İşaret dili tercümanları sayısı yeterli mi?
Engelli birey; bedensel, zihinsel, ruhsal, duyusal ve sosyal yeteneklerini, doğuştan ya da sonradan çeşitli derecelerde kaybeden bu sebeple toplumsal yaşama uyum sağlama ve günlük gereksinimlerini karşılamada güçlükleri olan ve korunma, bakım veya rehabilitasyon, danışmanlık ve destek hizmetlerine ihtiyaç duyan kişiyi ifade eder.
İşaret dili ise, işitme engellilerin kendilerini ifade etmek için el hareketlerini ve yüz mimiklerini kullanarak oluşturdukları görsel bir dildir.
Engelli bireylerin haklarını tam olarak kullanmasının sağlanmasının yöntemlerinden biri de kendilerini ifade etmelerinin sağlanmasıdır.
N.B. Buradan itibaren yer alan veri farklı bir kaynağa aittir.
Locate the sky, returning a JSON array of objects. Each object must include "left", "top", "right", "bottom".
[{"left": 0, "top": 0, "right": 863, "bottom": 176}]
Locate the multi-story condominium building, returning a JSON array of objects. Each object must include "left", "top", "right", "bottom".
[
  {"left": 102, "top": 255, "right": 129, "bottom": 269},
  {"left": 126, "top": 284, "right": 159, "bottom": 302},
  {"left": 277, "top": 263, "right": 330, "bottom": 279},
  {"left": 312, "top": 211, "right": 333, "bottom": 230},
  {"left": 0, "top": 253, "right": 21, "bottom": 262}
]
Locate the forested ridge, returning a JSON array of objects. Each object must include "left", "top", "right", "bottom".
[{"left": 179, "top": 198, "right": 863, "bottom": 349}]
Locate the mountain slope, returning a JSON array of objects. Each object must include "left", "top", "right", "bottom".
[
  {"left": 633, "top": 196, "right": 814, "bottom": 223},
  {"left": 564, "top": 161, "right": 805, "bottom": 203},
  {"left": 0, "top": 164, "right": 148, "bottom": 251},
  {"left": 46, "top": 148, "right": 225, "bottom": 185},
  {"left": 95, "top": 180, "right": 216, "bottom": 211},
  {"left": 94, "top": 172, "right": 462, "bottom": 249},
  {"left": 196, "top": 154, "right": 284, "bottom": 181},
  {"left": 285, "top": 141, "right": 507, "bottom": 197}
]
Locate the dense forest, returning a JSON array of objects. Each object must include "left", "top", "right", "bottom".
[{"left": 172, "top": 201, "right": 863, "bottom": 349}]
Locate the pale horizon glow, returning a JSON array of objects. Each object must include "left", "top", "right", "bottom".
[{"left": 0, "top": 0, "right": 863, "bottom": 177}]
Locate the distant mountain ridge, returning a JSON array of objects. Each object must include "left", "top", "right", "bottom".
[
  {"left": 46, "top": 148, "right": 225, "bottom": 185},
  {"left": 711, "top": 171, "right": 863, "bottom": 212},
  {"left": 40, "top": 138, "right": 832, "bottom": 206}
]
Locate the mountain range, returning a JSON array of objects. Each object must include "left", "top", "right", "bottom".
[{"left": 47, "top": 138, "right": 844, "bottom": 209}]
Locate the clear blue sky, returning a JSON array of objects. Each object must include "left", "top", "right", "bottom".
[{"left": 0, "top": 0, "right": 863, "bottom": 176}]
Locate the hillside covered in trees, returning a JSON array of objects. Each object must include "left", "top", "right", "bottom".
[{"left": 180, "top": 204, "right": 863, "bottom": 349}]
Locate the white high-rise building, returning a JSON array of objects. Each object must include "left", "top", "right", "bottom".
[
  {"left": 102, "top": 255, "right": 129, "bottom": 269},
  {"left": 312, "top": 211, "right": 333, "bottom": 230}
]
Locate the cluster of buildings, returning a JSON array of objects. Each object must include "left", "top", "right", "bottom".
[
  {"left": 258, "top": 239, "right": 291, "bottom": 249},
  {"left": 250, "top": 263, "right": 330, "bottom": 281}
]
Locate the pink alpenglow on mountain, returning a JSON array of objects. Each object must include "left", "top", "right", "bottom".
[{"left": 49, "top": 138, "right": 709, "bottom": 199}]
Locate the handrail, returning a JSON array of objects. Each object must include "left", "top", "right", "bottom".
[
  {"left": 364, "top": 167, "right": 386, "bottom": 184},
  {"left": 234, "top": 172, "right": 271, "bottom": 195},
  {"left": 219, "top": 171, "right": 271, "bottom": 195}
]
Bunlardan biri de kamu kurumlarında ve özel kurumlarda yeterli sayıda işaret dili tercümanı bulunmasının sağlanmasıdır.
Tabi ki engelli bireyler için etkin anlamda yapılması ve gerçekleştirilmesi gereken birçok şey vardır.Örneğin; yoksulluğun azaltılması ve istihdam, fiziki çevreye, toplu taşımacılık, bilgi ve iletişim sistemlerine erişimin iyileştirilmesi, eğitim hizmetlerinin iyileştirilmesi ve geliştirilmesi ile sosyal açıdan muhafaza, ulusal ve uluslararası etkin işbirliği…
Engelli bireylerimizin topluma tam ve etkin katılımlarının sağlanması, fırsat eşitliği,erişilebilirlik açısından, işaret dilinin ve tercümanlığın önemi tartışılmazdır.
Engelli bireylerin, görülen, sayılan ve işitilen bir kitle olması eğilimi artırılmalıdır.Bu sebeple,sadece kamu kurumlarında ve özel kurumlarda işaret dili tercümanı istihdamı sağlanması ile yetinilmemeli, bu konuda eğitim ile bilinçlendirme çalışmaları da yaygınlaştırılmalıdır, kanaatindeyim.
Hepimiz pozitif engelliyiz ve zor günlerde birleşerek refah günlere ulaşabiliriz.
Sevgi ile ve sağlıklı kalalım.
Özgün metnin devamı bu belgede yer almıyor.